Coming home on the bus in the middle of February, deep in the last cold snap of winter, I sat beside an elderly woman who swore she could smell the Athabasca Glacier, all the way from the Columbia Icefields. She could smell it on the west wind, that very day. She had been there once. She knew.
“What does it smell like?” I asked, curious and more than a little skeptical. “Like rotting garbage?” (Thinking of all that debris.)
“Oh no,” she said, “so fresh! Think of the water molecules released that haven’t been breathed in ten thousand years! The pure air, just lying there, never touched!”

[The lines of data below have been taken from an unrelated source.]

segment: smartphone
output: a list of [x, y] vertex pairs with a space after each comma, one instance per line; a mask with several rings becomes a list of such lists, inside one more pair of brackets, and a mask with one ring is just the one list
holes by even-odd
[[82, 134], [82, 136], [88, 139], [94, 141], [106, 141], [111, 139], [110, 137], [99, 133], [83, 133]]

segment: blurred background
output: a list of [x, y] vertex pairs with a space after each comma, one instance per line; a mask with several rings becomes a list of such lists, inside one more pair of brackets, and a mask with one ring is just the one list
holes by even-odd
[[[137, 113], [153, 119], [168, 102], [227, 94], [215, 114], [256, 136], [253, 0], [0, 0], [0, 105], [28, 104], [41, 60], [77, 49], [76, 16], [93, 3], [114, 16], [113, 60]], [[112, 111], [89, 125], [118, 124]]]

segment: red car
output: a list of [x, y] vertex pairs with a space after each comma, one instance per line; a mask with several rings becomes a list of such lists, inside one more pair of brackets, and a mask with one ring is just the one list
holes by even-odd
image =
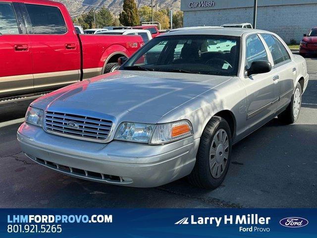
[[0, 0], [0, 104], [108, 72], [143, 44], [140, 36], [77, 34], [59, 2]]
[[304, 34], [300, 44], [299, 54], [302, 56], [317, 54], [317, 27], [311, 30], [308, 34]]
[[159, 35], [158, 28], [158, 27], [156, 25], [143, 25], [142, 26], [134, 26], [132, 28], [148, 30], [151, 32], [151, 34], [152, 35], [152, 38]]

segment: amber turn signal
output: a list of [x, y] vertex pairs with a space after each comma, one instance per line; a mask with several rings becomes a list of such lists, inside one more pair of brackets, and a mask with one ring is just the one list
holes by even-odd
[[190, 127], [188, 125], [176, 125], [172, 129], [172, 137], [182, 135], [189, 131], [190, 131]]

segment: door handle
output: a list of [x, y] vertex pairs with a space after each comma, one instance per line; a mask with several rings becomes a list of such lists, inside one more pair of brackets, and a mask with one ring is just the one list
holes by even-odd
[[67, 50], [72, 50], [74, 49], [76, 49], [76, 44], [73, 43], [65, 44], [65, 48]]
[[26, 51], [28, 49], [27, 45], [14, 45], [14, 50], [16, 51]]

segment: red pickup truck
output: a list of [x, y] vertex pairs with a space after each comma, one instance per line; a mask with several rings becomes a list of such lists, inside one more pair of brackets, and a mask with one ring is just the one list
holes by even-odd
[[77, 34], [66, 7], [52, 1], [0, 0], [0, 103], [108, 72], [143, 44], [140, 36]]

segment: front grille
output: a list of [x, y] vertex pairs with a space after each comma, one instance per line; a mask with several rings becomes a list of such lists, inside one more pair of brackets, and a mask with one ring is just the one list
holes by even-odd
[[311, 49], [317, 49], [317, 43], [310, 43], [307, 44], [307, 48]]
[[109, 135], [112, 123], [105, 119], [48, 111], [44, 126], [48, 132], [78, 137], [79, 139], [102, 141]]

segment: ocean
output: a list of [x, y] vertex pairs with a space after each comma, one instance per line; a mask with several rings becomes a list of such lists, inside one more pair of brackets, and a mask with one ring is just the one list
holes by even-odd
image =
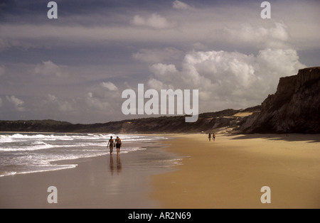
[[[58, 170], [77, 167], [55, 161], [100, 156], [110, 153], [108, 134], [0, 134], [0, 177]], [[118, 135], [121, 153], [146, 150], [146, 143], [166, 140], [164, 136]], [[115, 149], [114, 150], [114, 153]]]

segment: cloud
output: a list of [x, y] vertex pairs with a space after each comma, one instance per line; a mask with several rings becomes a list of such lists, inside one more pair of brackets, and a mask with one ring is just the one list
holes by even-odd
[[6, 67], [4, 65], [0, 65], [0, 76], [4, 75], [6, 73]]
[[238, 28], [225, 27], [223, 33], [230, 42], [249, 43], [259, 48], [283, 48], [287, 45], [289, 39], [288, 27], [277, 22], [267, 28], [242, 23]]
[[304, 65], [292, 49], [267, 48], [257, 55], [238, 52], [194, 51], [186, 55], [180, 70], [155, 64], [149, 87], [199, 89], [204, 111], [245, 108], [260, 104], [274, 93], [280, 77], [297, 75]]
[[183, 11], [193, 11], [195, 9], [194, 7], [192, 7], [187, 4], [178, 0], [176, 0], [173, 2], [172, 7], [175, 9]]
[[50, 104], [54, 104], [55, 108], [58, 109], [58, 111], [59, 111], [71, 112], [75, 111], [75, 109], [70, 102], [58, 99], [55, 95], [48, 94], [47, 99], [48, 102]]
[[144, 18], [139, 15], [136, 15], [131, 21], [132, 23], [137, 26], [144, 26], [156, 29], [170, 28], [174, 26], [174, 23], [169, 22], [166, 18], [156, 13], [151, 16]]
[[166, 60], [177, 60], [181, 58], [182, 52], [174, 48], [155, 49], [141, 49], [132, 57], [139, 61], [146, 62], [161, 62]]
[[100, 85], [104, 88], [107, 88], [107, 89], [109, 89], [110, 91], [112, 91], [112, 92], [118, 90], [118, 88], [117, 87], [117, 86], [110, 82], [102, 82]]
[[19, 99], [18, 98], [16, 97], [14, 95], [11, 95], [11, 96], [6, 96], [6, 99], [8, 100], [8, 102], [9, 102], [10, 103], [12, 103], [16, 109], [18, 111], [26, 111], [26, 109], [23, 107], [24, 102]]
[[38, 64], [34, 68], [34, 73], [46, 76], [63, 75], [61, 68], [50, 60], [43, 61], [42, 64]]
[[108, 108], [112, 109], [110, 104], [104, 99], [95, 97], [92, 92], [88, 92], [85, 97], [85, 102], [90, 109], [97, 109], [98, 113], [108, 111]]

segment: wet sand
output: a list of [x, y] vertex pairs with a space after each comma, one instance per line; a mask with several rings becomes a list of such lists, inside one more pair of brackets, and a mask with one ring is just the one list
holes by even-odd
[[[75, 168], [1, 177], [0, 208], [157, 208], [148, 197], [149, 176], [169, 170], [175, 158], [154, 144], [119, 157], [63, 161]], [[58, 190], [58, 204], [47, 201], [50, 186]]]
[[[184, 157], [152, 177], [163, 208], [320, 208], [319, 135], [177, 135], [166, 148]], [[271, 204], [260, 201], [264, 186]]]

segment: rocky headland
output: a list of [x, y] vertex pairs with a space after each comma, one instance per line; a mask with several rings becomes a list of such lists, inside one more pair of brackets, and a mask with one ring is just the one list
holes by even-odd
[[73, 133], [320, 133], [320, 67], [282, 77], [277, 92], [261, 105], [199, 115], [194, 123], [184, 116], [144, 118], [105, 124], [73, 124], [54, 120], [0, 121], [0, 131]]

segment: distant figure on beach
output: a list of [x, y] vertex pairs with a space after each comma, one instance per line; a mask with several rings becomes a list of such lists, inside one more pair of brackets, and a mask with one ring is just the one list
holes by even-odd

When I got off the bus that night, I admit, I tried to sniff the air a little against the minus twenty-nine degree wind. It didn’t last long. I pulled down my hat and covered my face with my scarf and bee-lined it for my apartment and my fireplace.
But I haven’t stopped thinking about her words. They touched something in me: the dream of life stacked layer upon layer. The layers of story under our feet. The generations that have gone before us, their genes and their experiences, my own life experiences. Some of them like an ice sheet, some like an Arctic or a Pacific Ocean. Some like a volcano or an earthquake. How they’ve all shaped who I am today. The parts buried and exposed; the parts that still await discovery.
The change of seasons reminds me of that promise, spring perhaps more than any other. Every spring is a piece of the spring gone before and a piece yet to come. The layers speak of a new generation. The freshness in the air, something not thought of or felt in months or years. The earth remembers itself, unfurls ancient molecules—soil, air, water–seed. Hope.
Saturday night in the Quarters near where I live, the community gathered for Glow, a lantern parade on the Armature to welcome spring. The theme was Under a Prehistoric Sea. The land of what we now call Alberta was, more than once, covered by oceans. The bobbing lanterns in the crowd attested to that: jelly fish, star fish, giant turtles, prehistoric sturgeon. And there was a strong wind blowing, cold, just possibly, I thought afterwards, off a glacier.